Demokratik Partili New York Başsavcısı Letitia James, Donald Trump’ın 250 milyon dolarla cezalandırılmasını ve New York’taki ticari faaliyetlerinin yasaklanmasını talep ediyor. En değerli gayrimenkullerinden bazıları üzerindeki kontrolü tehlikede olan Trump mahkeme salonuna girmeden önce “bunu yaparak açıkça seçimlere müdahale etmeye çalışıyorlar” dedi.
Başsavcılıktan Kevin Wallace, Trump ve diğer sanıkların, Trump’ın mali bilançolarında sahtecilik yaparak bankaları yüz milyonlarca dolar risk almaya ikna ettiğini iddia ediyor. Buna karşın Trump’ın avukatları, değerlemelerdeki farklılıkların emlak sektörünün doğal bir parçası olduğunu söyleyerek davanın hatalı olduğunu savundu. New York Başsavcılığı’nın yakın tarihli bir mahkeme dosyasına göre Trump’ın servetini 3,6 milyar dolar gibi abartılı bir rakam olarak sunduğu öne sürülüyor.
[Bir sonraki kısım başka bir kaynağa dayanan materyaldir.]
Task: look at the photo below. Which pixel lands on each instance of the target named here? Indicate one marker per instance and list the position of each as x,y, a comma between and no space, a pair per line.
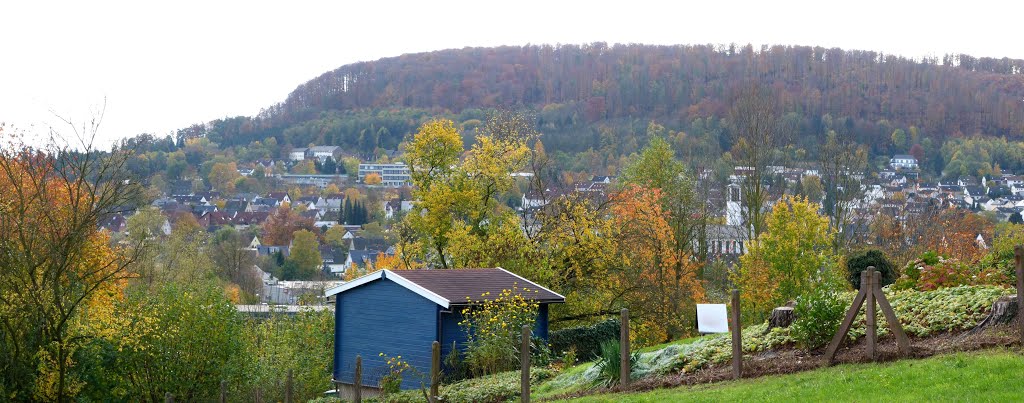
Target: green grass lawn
991,375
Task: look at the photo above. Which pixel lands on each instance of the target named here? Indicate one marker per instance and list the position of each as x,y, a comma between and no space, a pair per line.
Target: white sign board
713,318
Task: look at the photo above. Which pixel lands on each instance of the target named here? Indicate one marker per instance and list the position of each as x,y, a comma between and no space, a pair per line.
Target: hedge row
587,340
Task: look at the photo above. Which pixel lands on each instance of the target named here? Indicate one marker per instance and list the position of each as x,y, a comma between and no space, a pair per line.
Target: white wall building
903,162
297,154
393,175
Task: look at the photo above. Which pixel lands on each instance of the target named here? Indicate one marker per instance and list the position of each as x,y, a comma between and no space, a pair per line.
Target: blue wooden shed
401,313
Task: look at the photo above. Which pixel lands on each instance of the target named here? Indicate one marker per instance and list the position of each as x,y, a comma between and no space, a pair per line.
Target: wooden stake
844,328
872,330
624,348
1019,261
901,340
524,360
357,382
737,340
288,387
435,370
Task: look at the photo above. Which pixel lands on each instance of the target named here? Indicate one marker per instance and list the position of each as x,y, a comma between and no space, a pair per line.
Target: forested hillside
595,96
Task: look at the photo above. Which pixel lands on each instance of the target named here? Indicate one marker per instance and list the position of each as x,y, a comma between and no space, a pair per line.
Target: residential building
322,152
297,153
398,312
394,175
905,162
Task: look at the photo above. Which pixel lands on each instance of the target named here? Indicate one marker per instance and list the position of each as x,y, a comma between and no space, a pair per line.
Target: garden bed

Trump’ın avukatı Christopher Kise, davada yer alan delillerde dolandırıcılık amacı bulunmadığını ve hiçbirinin “mağduru olmadığını” belirtti. Kise, Deutsche Bank’ın Trump’ın servetine Trump’ın beyan ettiğinden 2 milyar dolar daha az değer biçtiğini, ancak yine de Trump’a kredi verdiğini gösteren belgelere dikkat çekti.
Yargıç Engoron, Trump’ın avukatlarının davayı hukuki değerlendirmenin dışında tutma talebini reddettiğini ve kararının New York temyiz mahkemesi tarafından onaylandığını söyledi. Engoron’un geçen hafta verdiği karar, temyizde onanırsa, bazı şirketlerin kontrolünü mahkemenin atayacağı bir kayyuma devredecek.
Bunu “kurumsal bir ölüm cezası” olarak değerlendiren Trump, “Harika bir şirketimiz var. Ben harika bir şirket kurdum. Muazzam bir şirket. Dünyanın en büyük gayrimenkul varlıklarından bazılarına sahip ve şimdi haydut bir yargıcın karşısına çıkmak zorundayım” diye konuştu.
Davanın sonucuna jüri değil bizzat yargıç karar verecek.
Yargıç Engoron, davanın Aralık ayında sonlanmasını beklediğini açıklamıştı. Donald Trump mahkeme salonundan çıkarken davanın Yargıç Engoron’u, “çoktan kararını vermiş bir yargıçla aylarca burada olacağız. Çok saçma” ifadesiyle hedef aldı.